Unless you have lots of experience with electrical i highly recommend you get an electrician to do this, at least the service change. You probably could do all the switch over but a service is alot of work.

If you do go ahead with this by yourself I would ask the inspector to come out and go over what your planning to make sure he is fine with it.


----------



## Jim Port (Sep 21, 2007)

Yes, the junction box must remain accessible. It cannot be buried behind the drywall.

From your description you would require a disconnect.

Typically grounding and bonding are also upgraded when a service is changed.


----------



## Scuba_Dave (Jan 16, 2009)

Where are you located ?
You need to have the power shut off while you do this
And you usually need a new meter for 200a service
So Service feed goes to meter
New wire goes from meter to new panel
Then you need to run the wires to the new panel
External disconnect depends upon location, we don't have them here
Any junction box must be accessible
This is usually Min 4 hour job just to get basic power back on
And here Inspector required an electrician for the service connection

Electrician had the new panel setup w/new meter base
It was back fed from the old panel while a few circuits were moved to the new panel
We had a new feed run & the electrician had that connected & ready to go
So for us it was less then a 2 hour swap over


----------



## 71Whaler (May 28, 2009)

Thanks for the replies. I am located in Norfolk, VA. I guess my first step should be to go down to City Hall and speak with the code office. I did have an estimate done by electrican and he said it could be done. He had mentioned the disconnect and that is why I added it. The meter looks like it is new and is already a 200a meter so I am guessing that it should not have to be upgraded.

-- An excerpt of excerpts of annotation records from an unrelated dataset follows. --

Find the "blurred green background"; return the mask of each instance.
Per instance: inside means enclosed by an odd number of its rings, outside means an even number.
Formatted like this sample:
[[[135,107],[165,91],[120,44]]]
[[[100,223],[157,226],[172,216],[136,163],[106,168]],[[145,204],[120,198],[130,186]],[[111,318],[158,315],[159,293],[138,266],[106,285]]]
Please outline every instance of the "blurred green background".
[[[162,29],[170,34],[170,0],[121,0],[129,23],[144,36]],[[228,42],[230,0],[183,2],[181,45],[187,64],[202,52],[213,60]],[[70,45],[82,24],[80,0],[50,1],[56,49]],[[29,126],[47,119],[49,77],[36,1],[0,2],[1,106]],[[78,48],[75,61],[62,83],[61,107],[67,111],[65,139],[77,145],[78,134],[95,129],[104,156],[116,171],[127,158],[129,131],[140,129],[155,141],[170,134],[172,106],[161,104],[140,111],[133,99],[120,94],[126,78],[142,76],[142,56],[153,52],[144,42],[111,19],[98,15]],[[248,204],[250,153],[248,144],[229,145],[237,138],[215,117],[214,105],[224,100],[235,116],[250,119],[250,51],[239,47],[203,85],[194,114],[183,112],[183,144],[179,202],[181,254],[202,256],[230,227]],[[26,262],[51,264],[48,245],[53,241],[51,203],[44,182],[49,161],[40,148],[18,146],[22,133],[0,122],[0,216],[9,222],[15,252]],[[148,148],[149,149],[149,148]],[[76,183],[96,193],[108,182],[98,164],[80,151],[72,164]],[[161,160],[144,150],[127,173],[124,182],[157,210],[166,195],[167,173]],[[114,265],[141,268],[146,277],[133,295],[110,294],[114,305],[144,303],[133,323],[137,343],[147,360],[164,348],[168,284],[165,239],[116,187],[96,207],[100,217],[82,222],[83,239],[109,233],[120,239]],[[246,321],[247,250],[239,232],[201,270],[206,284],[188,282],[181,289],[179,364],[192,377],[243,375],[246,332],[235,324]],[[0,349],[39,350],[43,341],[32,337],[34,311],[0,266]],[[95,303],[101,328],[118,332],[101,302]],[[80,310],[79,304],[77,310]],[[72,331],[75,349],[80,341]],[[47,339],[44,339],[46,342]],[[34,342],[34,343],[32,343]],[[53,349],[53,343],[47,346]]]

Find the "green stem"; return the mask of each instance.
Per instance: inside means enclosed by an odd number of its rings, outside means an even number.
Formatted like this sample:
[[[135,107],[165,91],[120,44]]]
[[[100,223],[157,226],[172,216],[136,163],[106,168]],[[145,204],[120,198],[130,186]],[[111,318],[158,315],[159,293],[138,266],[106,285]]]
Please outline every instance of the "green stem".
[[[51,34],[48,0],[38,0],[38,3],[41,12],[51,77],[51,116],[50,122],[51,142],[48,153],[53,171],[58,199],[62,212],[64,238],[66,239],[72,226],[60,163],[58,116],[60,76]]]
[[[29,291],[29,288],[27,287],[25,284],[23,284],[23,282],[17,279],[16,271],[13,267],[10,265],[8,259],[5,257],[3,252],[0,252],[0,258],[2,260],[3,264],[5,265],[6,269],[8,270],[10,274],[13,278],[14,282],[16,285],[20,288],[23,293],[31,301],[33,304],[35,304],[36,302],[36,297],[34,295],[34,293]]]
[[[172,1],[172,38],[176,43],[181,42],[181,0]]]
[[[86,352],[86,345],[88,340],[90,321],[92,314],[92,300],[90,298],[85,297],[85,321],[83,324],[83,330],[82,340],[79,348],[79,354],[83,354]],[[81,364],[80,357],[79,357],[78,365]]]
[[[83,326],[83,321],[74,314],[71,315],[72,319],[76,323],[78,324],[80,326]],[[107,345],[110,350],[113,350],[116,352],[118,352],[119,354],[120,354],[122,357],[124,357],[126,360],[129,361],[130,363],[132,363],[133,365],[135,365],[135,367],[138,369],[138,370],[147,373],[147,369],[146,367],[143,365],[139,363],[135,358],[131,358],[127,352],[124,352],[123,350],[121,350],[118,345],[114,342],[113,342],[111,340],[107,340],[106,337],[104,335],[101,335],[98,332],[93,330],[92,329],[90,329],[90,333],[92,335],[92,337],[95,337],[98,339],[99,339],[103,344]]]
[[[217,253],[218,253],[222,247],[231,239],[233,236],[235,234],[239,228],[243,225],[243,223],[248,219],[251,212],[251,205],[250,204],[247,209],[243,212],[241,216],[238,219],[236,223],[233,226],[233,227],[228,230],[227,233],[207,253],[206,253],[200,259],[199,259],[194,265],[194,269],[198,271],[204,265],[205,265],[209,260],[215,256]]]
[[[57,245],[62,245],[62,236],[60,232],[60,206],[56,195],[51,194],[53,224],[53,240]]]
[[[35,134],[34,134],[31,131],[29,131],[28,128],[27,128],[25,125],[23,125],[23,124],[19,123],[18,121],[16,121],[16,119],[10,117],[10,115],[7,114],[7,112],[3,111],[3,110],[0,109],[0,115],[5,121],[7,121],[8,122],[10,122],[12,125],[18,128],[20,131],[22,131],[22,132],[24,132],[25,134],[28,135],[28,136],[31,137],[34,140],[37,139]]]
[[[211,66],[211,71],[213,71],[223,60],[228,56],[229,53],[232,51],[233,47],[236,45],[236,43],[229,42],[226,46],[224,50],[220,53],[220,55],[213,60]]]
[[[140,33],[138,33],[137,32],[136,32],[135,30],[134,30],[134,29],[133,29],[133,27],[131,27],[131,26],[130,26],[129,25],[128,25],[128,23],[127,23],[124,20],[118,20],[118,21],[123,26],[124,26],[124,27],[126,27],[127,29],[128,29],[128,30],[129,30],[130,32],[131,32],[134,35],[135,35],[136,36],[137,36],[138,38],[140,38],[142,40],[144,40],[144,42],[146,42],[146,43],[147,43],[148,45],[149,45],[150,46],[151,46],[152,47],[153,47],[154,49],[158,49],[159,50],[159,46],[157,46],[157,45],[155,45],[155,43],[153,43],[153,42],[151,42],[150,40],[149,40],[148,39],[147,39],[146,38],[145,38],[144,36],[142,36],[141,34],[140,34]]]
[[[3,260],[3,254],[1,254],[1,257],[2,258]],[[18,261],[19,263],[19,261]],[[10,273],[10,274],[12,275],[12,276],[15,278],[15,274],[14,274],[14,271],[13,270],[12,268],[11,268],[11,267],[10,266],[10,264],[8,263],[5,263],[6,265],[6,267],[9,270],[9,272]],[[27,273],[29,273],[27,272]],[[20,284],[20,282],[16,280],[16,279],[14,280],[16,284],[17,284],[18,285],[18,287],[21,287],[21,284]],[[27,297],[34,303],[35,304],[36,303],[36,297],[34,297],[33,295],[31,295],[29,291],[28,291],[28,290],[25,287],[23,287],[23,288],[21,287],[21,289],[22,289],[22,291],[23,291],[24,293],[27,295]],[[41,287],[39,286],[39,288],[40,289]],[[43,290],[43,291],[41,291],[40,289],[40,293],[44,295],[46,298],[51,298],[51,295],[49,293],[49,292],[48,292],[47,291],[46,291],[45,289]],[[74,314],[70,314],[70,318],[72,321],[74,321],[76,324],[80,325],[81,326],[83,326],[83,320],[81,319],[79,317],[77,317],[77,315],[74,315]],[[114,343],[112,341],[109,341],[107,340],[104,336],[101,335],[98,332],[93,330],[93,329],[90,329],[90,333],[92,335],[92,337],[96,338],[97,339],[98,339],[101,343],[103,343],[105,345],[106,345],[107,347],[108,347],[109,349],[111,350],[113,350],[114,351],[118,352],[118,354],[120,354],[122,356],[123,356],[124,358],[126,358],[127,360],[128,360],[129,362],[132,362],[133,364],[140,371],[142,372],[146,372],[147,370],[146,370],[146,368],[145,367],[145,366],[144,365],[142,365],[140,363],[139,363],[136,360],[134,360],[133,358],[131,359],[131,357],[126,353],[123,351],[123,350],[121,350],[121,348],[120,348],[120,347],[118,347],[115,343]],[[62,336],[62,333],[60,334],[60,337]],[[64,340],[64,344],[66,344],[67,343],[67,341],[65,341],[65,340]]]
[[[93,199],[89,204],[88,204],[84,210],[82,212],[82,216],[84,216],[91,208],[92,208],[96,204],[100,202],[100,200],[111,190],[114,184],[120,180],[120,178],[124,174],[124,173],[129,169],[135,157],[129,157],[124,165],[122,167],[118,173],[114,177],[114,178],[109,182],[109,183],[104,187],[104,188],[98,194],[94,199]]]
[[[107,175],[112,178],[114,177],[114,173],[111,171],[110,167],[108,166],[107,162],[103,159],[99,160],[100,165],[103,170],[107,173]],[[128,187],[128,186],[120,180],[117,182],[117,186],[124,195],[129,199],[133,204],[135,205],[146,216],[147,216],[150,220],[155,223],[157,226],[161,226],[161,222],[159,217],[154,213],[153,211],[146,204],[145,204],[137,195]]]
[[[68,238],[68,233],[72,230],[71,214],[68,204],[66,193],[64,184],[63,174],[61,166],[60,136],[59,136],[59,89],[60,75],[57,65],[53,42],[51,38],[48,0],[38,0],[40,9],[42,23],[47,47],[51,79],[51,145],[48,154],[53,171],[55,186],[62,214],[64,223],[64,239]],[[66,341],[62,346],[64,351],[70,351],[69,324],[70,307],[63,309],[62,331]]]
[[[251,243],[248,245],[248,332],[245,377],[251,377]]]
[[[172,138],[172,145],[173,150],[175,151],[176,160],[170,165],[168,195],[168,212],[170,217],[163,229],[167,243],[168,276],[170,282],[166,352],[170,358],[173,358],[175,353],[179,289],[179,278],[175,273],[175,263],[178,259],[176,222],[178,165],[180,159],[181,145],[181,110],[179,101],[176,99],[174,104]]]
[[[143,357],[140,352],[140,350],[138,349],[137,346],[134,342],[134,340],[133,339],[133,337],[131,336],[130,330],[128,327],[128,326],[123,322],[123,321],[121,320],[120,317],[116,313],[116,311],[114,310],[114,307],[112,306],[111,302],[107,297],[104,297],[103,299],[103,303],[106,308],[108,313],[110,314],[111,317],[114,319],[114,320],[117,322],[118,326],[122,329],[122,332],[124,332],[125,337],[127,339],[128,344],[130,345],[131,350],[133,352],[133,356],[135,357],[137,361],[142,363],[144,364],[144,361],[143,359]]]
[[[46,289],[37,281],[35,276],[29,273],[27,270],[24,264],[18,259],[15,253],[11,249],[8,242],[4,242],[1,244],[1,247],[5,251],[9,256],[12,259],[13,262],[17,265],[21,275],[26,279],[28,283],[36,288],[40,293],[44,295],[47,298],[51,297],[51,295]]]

I will ask at the code office whether I need the power company to shut down the power. I thought that I could disconnect power at the meter by pulling the meter out. I also should mention that my father will be assisting me and he has 30 plus years of electrical experiance. He seems confident that we should have no problems doing this ourselves. My goal is to do it correctly (according to code) the first time so that we have no issues at inspection. Thanks again for all the help.


----------



## Scuba_Dave (Jan 16, 2009)

Most electricians will warn you against pulling a hot meter due to possible arc flash


----------



## darren (Nov 25, 2005)

You will have to get the POCO to turn off the power, most places the meter belongs to the POCO and if you start playing with it they can get real bit^&y.

Even if you did pull the meter the POCO side would be hot and unfused, if you shorted that out you could get seriously hurt or do lots of damage to equipment.

Is your service underground. i beleive around here the POCO runs 200A to the meter when underground and either #3 or 2/0 to your panel depending if you have 100A or 200A service.

Most times you have to call the POCO and they will come out disconnect your house, you do the work the inspector inspects and only after the inspector is happy will the POCO turn power back on.


----------



## 71Whaler (May 28, 2009)

OK, let me check with the city and power company. When the electrician was giving me the estimate, I asked whether the power company had to turn off the power and he said no. He also stated that the entire job would be finsihed in one day.


----------